Allah Yazdıysa Bozsun
Allah’ım Neydi Günahım?
Bu hafta romantik komedi kontenjanından sinemalarda gösterimde bulunan “Allah Yazdıysa Bozsun”, açılışını ünlü Fransız fabl yazarı Jean de La Fontaine’in (1621-1695) insanın kaderinden kaçamayacağına dair sözü ile yapıyor. Ve ne olursa olsun aşkın kader ile ilintili olduğu, bundan sakınmanın mümkün olmadığı gibi söylemlerden hareket ediyor. Bunu destekler mahiyette ise o isyan yakarışlı Sezen Aksu’nun “kahpe kader ağlarını ördün mü?” mısralarındaki şarkısı ile perçinleniyor. Aslında çoğu yerli romantik komedi filmlerinde görülen başlangıç sekanslarının fena olmayan havası bu filmde de var. Ve üstüne de yine ünlü isimler buna ilave edilince sinema koltuğuna oturduğumuzda yapımın yine türünün örnekleri gibi kötü olabileceği endişemiz bir miktar da olsa azalıyor.
1986 Bursa doğumlu Gonca Vuslateri son dönem Ezgi Mola, Gupse Özay, Büşra Pekin ve Zeynep Sakallıoğlu gibi genç komik kadın oyuncularının önemli temsilcilerinden. “Bizans Oyunları”, “Hedefim Sensin” gibi sinema filmlerinde karşımıza komik kadın olarak çıkmıştı. Son olarak İbo Show’daki kıyafeti ve de Hakan Altun ile olan kısa süreli aşk ilişkisiyle gündemimizde iken yeni bir film ile yine karşımızda.
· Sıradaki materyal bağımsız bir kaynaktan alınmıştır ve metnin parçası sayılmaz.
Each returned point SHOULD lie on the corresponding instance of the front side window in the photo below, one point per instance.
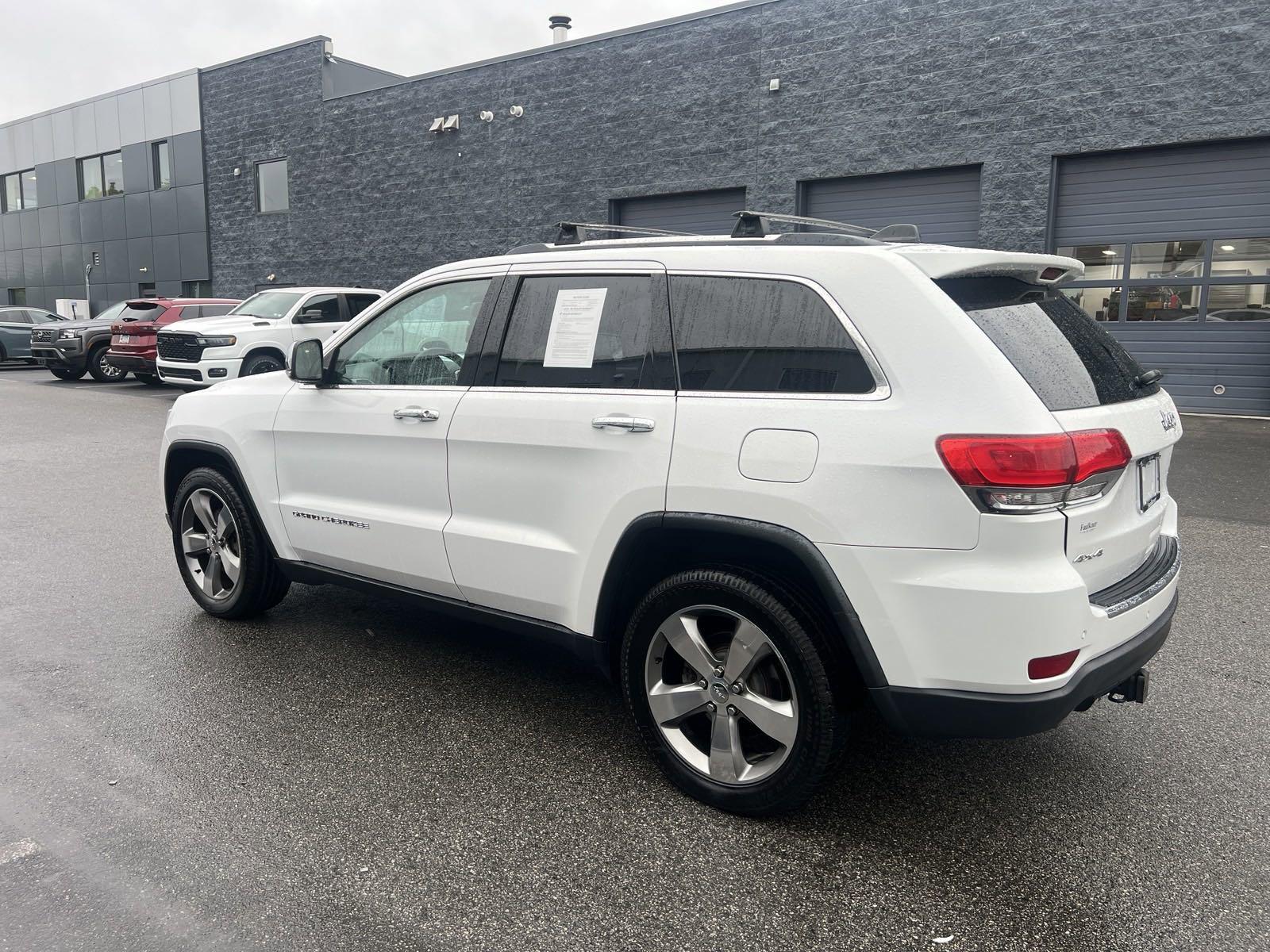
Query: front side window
(102, 175)
(271, 187)
(578, 332)
(762, 336)
(271, 305)
(418, 342)
(162, 162)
Üstelik tesadüfe bakın ki isminin hep bir şekilde anıldığı, Gonca Vuslateri’nin çokça tartışılan SİYAD ödül töreninde Atilla Özdemiroğlu ile olan ölüm vb üzerine doğrusu biraz tuhaf kaçan konuşmasını tiye alan Cem Yılmaz’ın Netflix’de gösterimi yapılan Erşan Kunerisi de görücüye çıktı. Bir şekilde Gonca Vuslateri’nin Cem Yılmaz ile kaderleri birbirine bağlı sanki. Asıl rollerden Burak’ı canlandıran Burak Yamantürk ise geçmişte birkaç yapımı olan, Vuslateri kadar popüler olmasa da o da yine kendisi gibi oyuncu olan Özge Özpirinçci ile iyi giden evliliği ile de biliniyor. Şimdi gelelim filmimize ve bana sinemada “Allah’ım Neydi Günahım?” dedirten ayrıntılara…
Bir Daha İzlemek mi? Allah Yazdıysa Bozsun…
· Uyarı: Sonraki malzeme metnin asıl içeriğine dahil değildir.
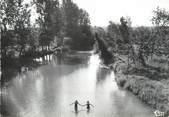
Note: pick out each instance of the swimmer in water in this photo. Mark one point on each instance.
(88, 105)
(76, 103)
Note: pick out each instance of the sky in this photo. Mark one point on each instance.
(103, 11)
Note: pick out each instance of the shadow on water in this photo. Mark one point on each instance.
(7, 107)
(11, 67)
(101, 74)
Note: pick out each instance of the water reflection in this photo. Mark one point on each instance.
(48, 91)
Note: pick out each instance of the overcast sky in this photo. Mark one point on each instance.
(103, 11)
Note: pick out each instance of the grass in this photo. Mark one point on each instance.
(149, 85)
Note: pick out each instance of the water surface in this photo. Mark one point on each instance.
(49, 90)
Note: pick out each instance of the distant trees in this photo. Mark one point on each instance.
(15, 26)
(55, 21)
(140, 43)
(77, 26)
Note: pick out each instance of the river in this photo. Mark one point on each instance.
(49, 90)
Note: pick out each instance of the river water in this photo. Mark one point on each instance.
(49, 90)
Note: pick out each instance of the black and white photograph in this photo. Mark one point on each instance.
(84, 58)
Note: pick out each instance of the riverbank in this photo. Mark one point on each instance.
(150, 86)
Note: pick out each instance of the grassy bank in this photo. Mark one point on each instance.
(150, 86)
Yönetmenliğini “Adını Feriha Koydum” başta olmak üzere birçok dizinin yönetmenliğini üstlenen Barış Yöş’ün üstlendiği “Allah Yazdıysa Bozsun” filmindeki karakterler yine üst sınıf seviyesinden belirlenmiş. Ortalama üstü bir gelire sahip olan asıl oğlumuz Burak (Burak Yamantürk), önemli bir şirkette üst pozisyona sahip, yeni yurt dışından dönen, anne ve babası Amerika’da olan ve dedesi ile zaman zaman ilgilenen birisidir. Can (Emre Dinler) ve Sercan (Emre Bulut) en yakınındaki arkadaşlarıdır. Burak kendisi ile mektup arkadaşı olduğunu sandığı ve aynı şirkette çalışan Eliz (Öznur Serçeler) ile evlilik yoluna girmiştir. Ancak nişan sürecinde Eliz’in ileri sahnelerde çıkan bir kısım hileleri ortaya çıkar. Annesi (Nurseli İdiz) hasta olmamasına rağmen onu kullanır ve bir bakıma bu duygu sömürüsü hali ile evliliği bir an önce gerçekleştirmek istemektedir. Eliz’in işle ilgili de sıkıntıları vardır.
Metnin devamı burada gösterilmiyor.